Die Teufelsmulde (Fortsetzung)

Es war Old Bob. Kein Zweifel! In der weiten Welt gab es nur einen Old Bob von Kenmuir. Das silberne Mondlicht erglänzte auf dem dunklen Kopf und auf dem dichten grauen Fell, beleuchtete den weißen Schild auf seiner Brust.

Und in der Dunkelheit lag James Moore, Gesicht in den Händen vergraben, auf daß er nicht sehen müsse.

Einen Augenblick stützte er sich auf die Ellbogen; seine Augen waren geschlossen, sein Antlitz erhoben wie das eines Blinden, der betet. Müde fuhr er sich mit der Hand über die Stirn; dann sank sein Kopf von neuem herab auf seine Brust, und er stöhnte gleich einem Menschen in großer Qual.

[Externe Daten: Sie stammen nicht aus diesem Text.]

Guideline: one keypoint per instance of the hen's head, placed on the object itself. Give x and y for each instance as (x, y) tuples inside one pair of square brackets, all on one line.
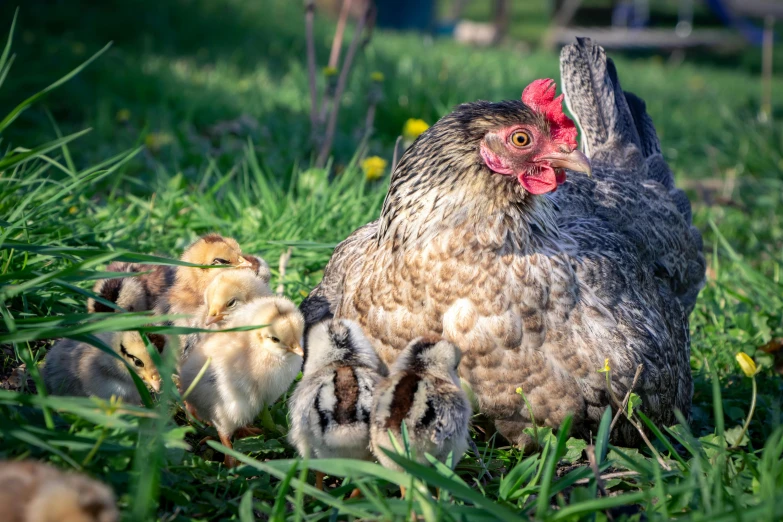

Die Dunkelheit erhellte sich vorübergehend; er warf einen verstohlenen Blick auf das, was vor sich ging.

Es war kein Traum: grausam klar sah er im Mondlicht den verkrüppelten Felsblock, das tote Schaf und jene graue Gestalt, schön, regungslos, verdammt in alle Ewigkeit.

Der Großbauer wandte sich ab und schaute, eine stumme rührende Bitte in den Augen, zu Andrew hinüber: allein des Burschen bleiches schreckensstarres Gesicht bot ihm keinen Trost. Wieder senkte er das Haupt; jetzt weinte der willensstarke Mann.

»Hihihi! Verzeiht, wenn ich lache, James Moore – hihihi!«

Eine kleine elende, durchnäßte und zusammengeschrumpfte Gestalt saß auf einem Hügel über ihnen und bog und krümmte sich in tollem Gelächter.

»Der Schlingel – hihi! Der Schelm – hihi«, er drohte dem ahnungslosen Hund neckisch mit der Faust.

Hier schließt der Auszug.